Elles comprennent vingt-huit commandements, quatre commandements positifs, et vingt-quatre commandements négatifs, dont voici le détail :

examiner les signes distinctifs des animaux et des bêtes sauvages.
examiner les signes des volatiles pour distinguer celui qui est impur de celui qui est pur.
examiner les signes des sauterelles pour distinguer celle qui est impure de celle qui est pure.
examiner les signes des poissons pour distinguer celui est impur de celui qui est pur.
ne pas consommer d’animal domestique ou de bête sauvage impurs.
ne pas consommer de volatiles impurs.
ne pas consommer de poissons impurs.
ne pas consommer de rampants qui volent.
ne pas consommer d’êtres rampants.
ne pas consommer de [rampants] qui fourmillent sur terre.
ne pas consommer de vermine qui sort des fruits.
ne pas consommer de rampants aquatiques.
ne pas consommer un [animal] qui n’a pas été abattu rituellement.
ne pas tirer profit d’un taureau qui a été lapidé.
ne pas consommer un [animal] qui présente une maladie [mortelle].
ne pas consommer un membre d’un [animal] vivant.
ne pas consommer de sang.
ne pas consommer la graisse d’un animal pur.
ne pas consommer le nerf sciatique.
ne pas consommer de viande dans du lait.
ne pas le cuire [ce mélange].
ne pas consommer de pain [fait à base] de la nouvelle récolte.
ne pas consommer de céréales grillées de la nouvelle [récolte].
ne pas consommer de céréales de la nouvelle récolte.
ne pas consommer des fruits des trois premières années (orla).
ne pas consommer les plants croisés avec la vigne.
ne pas consommer de produit sur lequel les prélèvements n’ont pas été effectués
ne pas boire de vin de libation [idolâtre].

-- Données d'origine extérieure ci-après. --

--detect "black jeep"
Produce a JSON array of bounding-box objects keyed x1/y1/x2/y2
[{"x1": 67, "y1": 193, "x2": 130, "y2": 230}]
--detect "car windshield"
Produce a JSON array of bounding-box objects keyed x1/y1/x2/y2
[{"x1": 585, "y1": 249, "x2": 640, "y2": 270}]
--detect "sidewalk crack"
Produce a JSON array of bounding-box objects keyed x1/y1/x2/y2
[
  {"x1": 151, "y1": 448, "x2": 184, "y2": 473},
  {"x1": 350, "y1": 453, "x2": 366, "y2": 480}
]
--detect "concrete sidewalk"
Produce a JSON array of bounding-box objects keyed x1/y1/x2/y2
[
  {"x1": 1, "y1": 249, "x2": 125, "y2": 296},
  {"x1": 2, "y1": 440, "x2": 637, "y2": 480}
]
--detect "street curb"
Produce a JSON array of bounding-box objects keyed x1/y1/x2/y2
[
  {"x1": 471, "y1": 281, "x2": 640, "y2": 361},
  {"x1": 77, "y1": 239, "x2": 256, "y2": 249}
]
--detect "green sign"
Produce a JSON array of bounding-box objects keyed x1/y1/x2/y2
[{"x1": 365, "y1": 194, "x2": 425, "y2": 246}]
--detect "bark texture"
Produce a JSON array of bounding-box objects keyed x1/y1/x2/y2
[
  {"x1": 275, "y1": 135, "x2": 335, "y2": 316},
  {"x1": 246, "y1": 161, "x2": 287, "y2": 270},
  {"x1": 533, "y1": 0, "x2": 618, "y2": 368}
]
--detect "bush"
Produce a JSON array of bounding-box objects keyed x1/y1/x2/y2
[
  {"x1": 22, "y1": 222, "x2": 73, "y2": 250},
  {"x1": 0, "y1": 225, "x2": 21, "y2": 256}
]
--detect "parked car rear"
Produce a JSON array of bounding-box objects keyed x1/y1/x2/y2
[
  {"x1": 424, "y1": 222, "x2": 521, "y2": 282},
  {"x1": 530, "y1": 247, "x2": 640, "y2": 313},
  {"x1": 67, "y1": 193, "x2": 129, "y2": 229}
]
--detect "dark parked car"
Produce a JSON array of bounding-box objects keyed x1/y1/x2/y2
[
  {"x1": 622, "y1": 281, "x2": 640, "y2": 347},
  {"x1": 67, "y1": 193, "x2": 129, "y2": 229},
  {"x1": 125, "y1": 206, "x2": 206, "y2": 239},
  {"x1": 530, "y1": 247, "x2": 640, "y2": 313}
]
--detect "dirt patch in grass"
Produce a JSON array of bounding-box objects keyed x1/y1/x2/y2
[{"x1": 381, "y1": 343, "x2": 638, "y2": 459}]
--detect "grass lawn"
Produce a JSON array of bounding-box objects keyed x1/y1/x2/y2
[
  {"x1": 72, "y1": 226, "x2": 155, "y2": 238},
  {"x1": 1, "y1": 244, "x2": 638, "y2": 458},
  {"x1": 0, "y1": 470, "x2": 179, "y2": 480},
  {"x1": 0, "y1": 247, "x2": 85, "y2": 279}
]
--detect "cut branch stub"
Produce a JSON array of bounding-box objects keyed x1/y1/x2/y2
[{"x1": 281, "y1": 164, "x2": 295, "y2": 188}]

L'explication de tous ces commandements se trouve dans les chapitres suivants :

Chapitre Premier

1. Il est un commandement positif de la Torah de connaître les signes [distinctifs] qui permettent de distinguer entre les animaux domestiques, les bêtes sauvages, les volatiles, les poissons et les sauterelles qu’il est permis de consommer et ceux qu’il est interdit de consommer, ainsi qu’il est dit : « Et vous distinguerez entre l’animal pur et l’impur, et entre l’oiseau impur et le pur », et il est dit : « pour distinguer entre celui qui est impur et celui qui est pur et entre l’animal qui est mangé et celui qui ne sera pas mangé ».

2. Les signes distinctifs d’un animal domestique et d’une bête sauvage ont été définis dans la Torah. Il y a deux signes distinctifs : il [l’animal qui est pur] a le sabot fendu et rumine. Il faut que les deux [signes distinctifs] soient présents. Et tout animal domestique ou bête sauvage qui rumine n’a pas de dents dans la mâchoire supérieure. Et tout animal domestique qui rumine a le sabot fendu, excepté le chameau. Et tout animal qui a le sabot fendu rumine, excepté le porc.

3. C’est pourquoi, celui qui trouve un animal dans le désert, ne le reconnaît pas et constate qu’il a le sabot fendu doit examiner sa mâchoire. S’il n’a pas de dents [dans la mâchoire] supérieures, on a la certitude qu’il est pur, sauf s’il reconnaît un chameau. S’il trouve un animal qui a la mâchoire découpée [et il est impossible de vérifier la présence de dents dans la mâchoire supérieure], il examine ses sabots. S’il [son sabot] est fendu, il est pur, sauf s’il reconnaît un cochon. S’il trouve sa mâchoire découpée, et ses pattes coupées [de sorte qu’il est impossible de vérifier la mâchoire et les sabots], il l’examine à l’endroit de la queue après avoir l’avoir abattu. S’il trouve que sa chair y est une texture comme tressée, il [l’animal] est pur, sauf s’il reconnaît un âne de Nubie. Car c’est ainsi qu’est sa chair : à la texture comme tressée.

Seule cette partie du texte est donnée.